Matthew Aladesaye is a PhD qualified Mechanical Engineer from Massey University, Auckland, New Zealand with experience in Reliability, Condition Monitoring, Research & Development, and Machine Design. In the following article, Matthew Aladesaye takes a look at the different strategies that are utilized in mechanical engineering and how they can be applied to business to achieve success.
Businesses unable to adapt are rarely successful. That’s especially true when a company’s work requires efficient and reliable
mechanical engineering processes.
Matthew Aladesaye explains that the automotive industry would not have grown without a refined assembly line process and essential internal combustion engines. Electricity would not have taken hold without powerful generators.
With consumer needs ever-changing and technology evolving at a breakneck pace, it’s the mechanical engineering processes themselves that are in constant need of improvement. Whether it’s small tweaks or massive overhauls, new strategies to improve these methods are in constant demand.
While such strategies are never one size fits all, here’s a look at several that have proven effective across various industries.
Going Step by Step to Find the Issue
It’s not enough to know that there is a problem within the engineering process. Businesses must dig deeper and that often means pinpointing exactly where the process stalls to work on its efficiency.
A team approach works best to find the bottlenecks and determine the lost value without improvements. Matthew Aladesaye says that there’s often a step or a machine that takes up the largest capacity percentage or takes the longest to complete a task. Both would be considered bottlenecks.
Industrial engineer Taiichi Ohno once outlined seven waste types often found in manufacturing, including overproduction waste, material movement waste and waste of waiting.

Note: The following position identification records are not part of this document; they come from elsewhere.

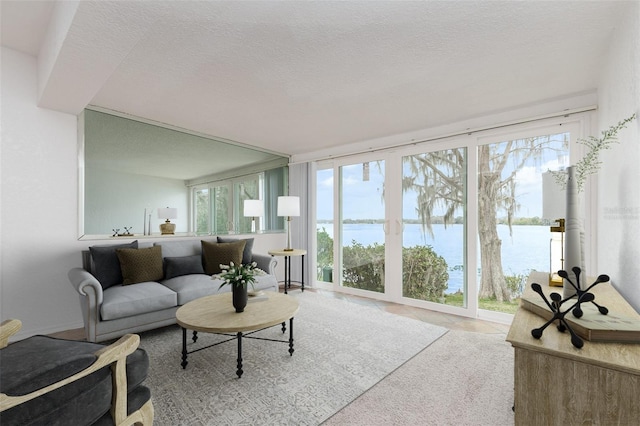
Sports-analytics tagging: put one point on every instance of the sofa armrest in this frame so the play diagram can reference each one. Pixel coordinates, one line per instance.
(115, 356)
(7, 329)
(86, 284)
(265, 262)
(91, 295)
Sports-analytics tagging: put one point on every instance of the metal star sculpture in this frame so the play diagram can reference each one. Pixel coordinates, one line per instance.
(583, 296)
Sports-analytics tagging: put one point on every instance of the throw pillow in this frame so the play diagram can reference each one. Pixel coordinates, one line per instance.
(183, 265)
(140, 265)
(247, 253)
(216, 254)
(105, 263)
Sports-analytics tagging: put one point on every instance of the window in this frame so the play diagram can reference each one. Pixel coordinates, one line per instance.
(218, 206)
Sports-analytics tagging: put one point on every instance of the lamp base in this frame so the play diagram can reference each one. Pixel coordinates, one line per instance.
(167, 228)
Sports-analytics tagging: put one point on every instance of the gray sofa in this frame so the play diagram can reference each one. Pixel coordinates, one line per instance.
(128, 294)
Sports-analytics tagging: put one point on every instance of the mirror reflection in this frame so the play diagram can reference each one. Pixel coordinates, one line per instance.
(135, 169)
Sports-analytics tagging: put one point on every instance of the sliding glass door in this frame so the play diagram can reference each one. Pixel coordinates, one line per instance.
(362, 226)
(434, 226)
(455, 225)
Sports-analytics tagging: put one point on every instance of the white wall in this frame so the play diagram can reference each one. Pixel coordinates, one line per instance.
(618, 189)
(38, 206)
(39, 203)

Using a methodology called value stream mapping (VSM), a molded case circuit breaker manufacturer in Vadodara, India, took a hard look at its assembly flow and reduced the lead time needed for production while increasing value.
Matthew Aladesaye reports that finding the areas containing the largest amount of backlogged work reflects faulty or outdated engineering. Modernizing processes, especially those most valuable leads to improved technologies and a drastic overhaul of efficiency. By combining optimization with improvement, businesses can quickly improve the assembly line.
Target Shipping
Efficiency improvement strategies can also be implemented in a company’s shipping process. While materials related to shipping are often far less expensive than engineering and manufacturing tools, the cost of shipping tends to accumulate quickly.

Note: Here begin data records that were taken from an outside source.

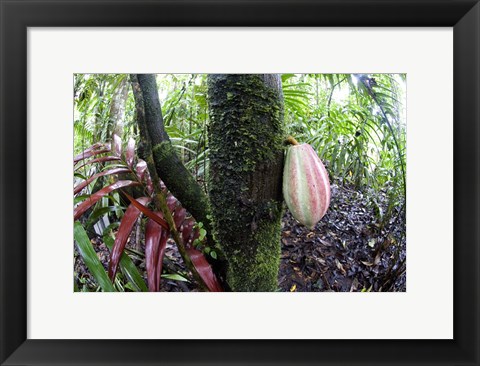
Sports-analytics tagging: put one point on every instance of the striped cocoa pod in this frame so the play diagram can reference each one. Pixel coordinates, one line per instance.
(306, 188)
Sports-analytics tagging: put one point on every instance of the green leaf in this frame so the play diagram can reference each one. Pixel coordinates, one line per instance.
(128, 268)
(90, 257)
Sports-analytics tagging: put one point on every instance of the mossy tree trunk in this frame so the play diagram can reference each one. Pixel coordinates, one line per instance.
(164, 163)
(246, 165)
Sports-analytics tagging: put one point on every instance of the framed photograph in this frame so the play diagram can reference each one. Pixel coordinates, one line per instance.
(395, 83)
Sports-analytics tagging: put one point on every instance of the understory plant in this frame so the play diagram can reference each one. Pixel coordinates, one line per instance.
(107, 173)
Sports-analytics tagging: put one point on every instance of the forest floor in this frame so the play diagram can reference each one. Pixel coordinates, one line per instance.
(348, 250)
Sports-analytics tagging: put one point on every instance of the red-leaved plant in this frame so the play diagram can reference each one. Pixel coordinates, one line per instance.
(157, 231)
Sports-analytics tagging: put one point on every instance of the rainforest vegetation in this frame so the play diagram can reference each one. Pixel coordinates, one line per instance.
(178, 182)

Oklahoma City-based oil and gas company Kimray decided to take a look at its shipping process, make a few adjustments, and cut costs related to shipping pads by half.
Go Lean
A specific strategy to improve engineering processes has proven particularly effective over the years. Matthew Aladesaye explains that an approach called the Lean Six Sigma (LSS) has been used to improve not just the quality of products but reduce associated waste and refine the efficiency of operations.
VSM is just one tool within LSS and it’s the totality of the strategy that makes a real difference. One 2022 study found that by using LSS techniques, the assembly process for a railroad truck improved the process cycle efficiency by
nearly 47% and lead to a value increase of over 59%.
The LSS system was first developed in the 1940s to generally streamline manufacturing, mainly focusing on
ways to decrease waste while enhancing process flow.
Matthew Aladesaye says that the steps include outlining a specific problem, measuring how impactful the problem is, looking for the problem’s cause, experimenting and locating the best improvement technique and then maintaining the improvement and its result.
Embrace New Technology
The development of 3D scanning and printing has been a boon for the manufacturing industry by creating 3D models of work sites, tools, and assembly lines. The resulting data can do everything from improving day-to-day safety and predict future management process risks.
Such scanning, offered by process improvement consultant companies is increasingly popular amongst companies prioritizing overall productivity improvement. They can provide a digital blueprint of combustion systems and the design of equipment, as well as help with process expansion goals.
Matthew Aladesaye says that these 3D scans can also be used down the road when a company decides to expand — scans may be used to create duplicate systems that are equally efficient — or if they simply wish to maintain their processes efficiently.
3D scanning accuracy is beneficial in many ways. Specific mechanical engineering tools can also be easily identified when a company seeks the bottlenecks that disrupt production.
For example, the water industry may use such modern technology to make minor but essential tweaks to the mechanical engineering processes needed to reduce the overall wastewater pretreatment phase. That may help a company save millions of dollars each day.